To date a trio of bills, SB 2 by state Sen. Elbert Guillory, HB 426 by state Rep. Chuck Kleckley and HB 332 by state Rep. Kevin Pearson, seek to address fundamental shortcomings in managing the funds designed for state employees. Kleckley’s bill addresses three of the four major funds by adding state executive branch representation, while Pearson’s alters of the composition of MPERS trustees specifically and Guillory’s addresses the same for the small Registrars of Voters Employees' Retirement System, adding the potential for much more informed and professional management.

Still, it’s not enough at getting at the root of the problem. Part of the breakdown at MPERS came because the trustees, with the exception of ex-oficio members the chairmen of the respective House and Senate Retirement Committees who rarely attended trustees meetings, were all current or retired officers with little background in finance. Adding the executive branch officers can provide more sunshine and opportunities to interject expertise into governance, but appointed representatives still would predominate. At MPERS, it was this majority of trustees that approved implementation of unsound managerial practices in the first place.

But related to the potential for inexpert majorities to make unwise decisions is Louisiana simply has too many separate retirement systems. Besides the four major “state” systems, there are the nine other “statewide” systems (such as MPERS) and then 20 designed for specific local jurisdictions. All having separate boards of trustees and only the four state systems at present with any formal state executive branch presence (under the jurisdiction of the state treasurer), it creates a lot of appointed positions but little guaranteed expertise.

Much better would be to dramatically reduce the number of systems, perhaps even to the minimum of one as practiced in Maine and Hawai’i. It may not have to be even that low, as similar-sized states neighboring Mississippi and Oregon have only four, while larger Wisconsin has just three and much bigger Ohio has six and New York nine.

There seems to be no logical reason to have so many systems separated out as they currently exist in the state, other than decades ago as state and local agencies agreed with the advantages of offering retirement benefits to their employees these systems came into being in piecemeal fashion. Are the investment objectives, given their specific kinds of employment, so different among registrars’ employees, municipal police employees, and employees of most state agencies?

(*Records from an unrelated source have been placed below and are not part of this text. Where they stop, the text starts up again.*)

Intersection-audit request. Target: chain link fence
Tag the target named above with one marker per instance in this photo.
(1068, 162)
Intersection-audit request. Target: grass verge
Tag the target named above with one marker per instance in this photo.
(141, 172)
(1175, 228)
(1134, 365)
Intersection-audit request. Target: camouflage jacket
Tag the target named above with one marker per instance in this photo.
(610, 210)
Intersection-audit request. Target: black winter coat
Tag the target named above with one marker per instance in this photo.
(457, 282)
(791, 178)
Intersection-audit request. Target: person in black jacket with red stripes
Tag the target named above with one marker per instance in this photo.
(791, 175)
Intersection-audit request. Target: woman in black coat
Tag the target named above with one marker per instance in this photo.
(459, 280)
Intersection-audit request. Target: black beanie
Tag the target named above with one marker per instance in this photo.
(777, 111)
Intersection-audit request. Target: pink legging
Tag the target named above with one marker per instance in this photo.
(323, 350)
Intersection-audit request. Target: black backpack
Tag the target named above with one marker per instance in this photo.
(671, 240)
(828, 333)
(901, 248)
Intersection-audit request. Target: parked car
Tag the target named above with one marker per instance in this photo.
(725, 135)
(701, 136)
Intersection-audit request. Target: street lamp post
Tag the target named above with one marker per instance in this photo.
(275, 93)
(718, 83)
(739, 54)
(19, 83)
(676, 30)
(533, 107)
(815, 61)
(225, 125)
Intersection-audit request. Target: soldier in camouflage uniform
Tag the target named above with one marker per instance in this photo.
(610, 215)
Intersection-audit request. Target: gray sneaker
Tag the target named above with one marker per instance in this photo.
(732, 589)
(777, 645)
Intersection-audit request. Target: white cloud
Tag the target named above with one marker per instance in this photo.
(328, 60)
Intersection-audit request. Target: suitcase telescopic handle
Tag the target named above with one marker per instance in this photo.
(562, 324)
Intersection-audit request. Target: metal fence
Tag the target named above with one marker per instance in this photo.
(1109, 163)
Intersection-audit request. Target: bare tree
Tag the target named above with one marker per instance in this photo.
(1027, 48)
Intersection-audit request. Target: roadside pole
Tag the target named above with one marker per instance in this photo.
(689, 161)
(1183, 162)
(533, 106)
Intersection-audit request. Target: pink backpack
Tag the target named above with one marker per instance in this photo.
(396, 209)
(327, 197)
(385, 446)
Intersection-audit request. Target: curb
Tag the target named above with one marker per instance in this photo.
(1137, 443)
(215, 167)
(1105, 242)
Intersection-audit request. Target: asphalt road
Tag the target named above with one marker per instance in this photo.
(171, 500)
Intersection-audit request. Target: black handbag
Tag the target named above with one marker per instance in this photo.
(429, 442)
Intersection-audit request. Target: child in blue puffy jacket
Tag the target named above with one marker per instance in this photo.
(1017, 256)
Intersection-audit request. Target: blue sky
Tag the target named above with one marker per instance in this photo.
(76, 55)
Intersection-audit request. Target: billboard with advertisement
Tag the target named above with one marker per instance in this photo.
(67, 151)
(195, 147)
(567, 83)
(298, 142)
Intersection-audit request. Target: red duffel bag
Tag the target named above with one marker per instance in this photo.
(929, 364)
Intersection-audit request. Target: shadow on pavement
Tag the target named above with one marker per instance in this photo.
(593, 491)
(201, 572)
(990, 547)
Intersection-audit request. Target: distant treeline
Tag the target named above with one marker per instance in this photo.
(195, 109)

Why cannot a single board invest on behalf of all?

Having fewer systems means fewer boards with inexpert trustees and the reduced possibility of their activities escaping oversight. It also increases investment options by having larger pools of assets to put to work and limits the impact that bad investments can make. True reform of the structure of retirement systems in Louisiana would consolidate the many systems into a very few and putting board membership policies into place that would maximize oversight and professional management – making a repeat of what happened at MPERS over the past dozen years much less likely.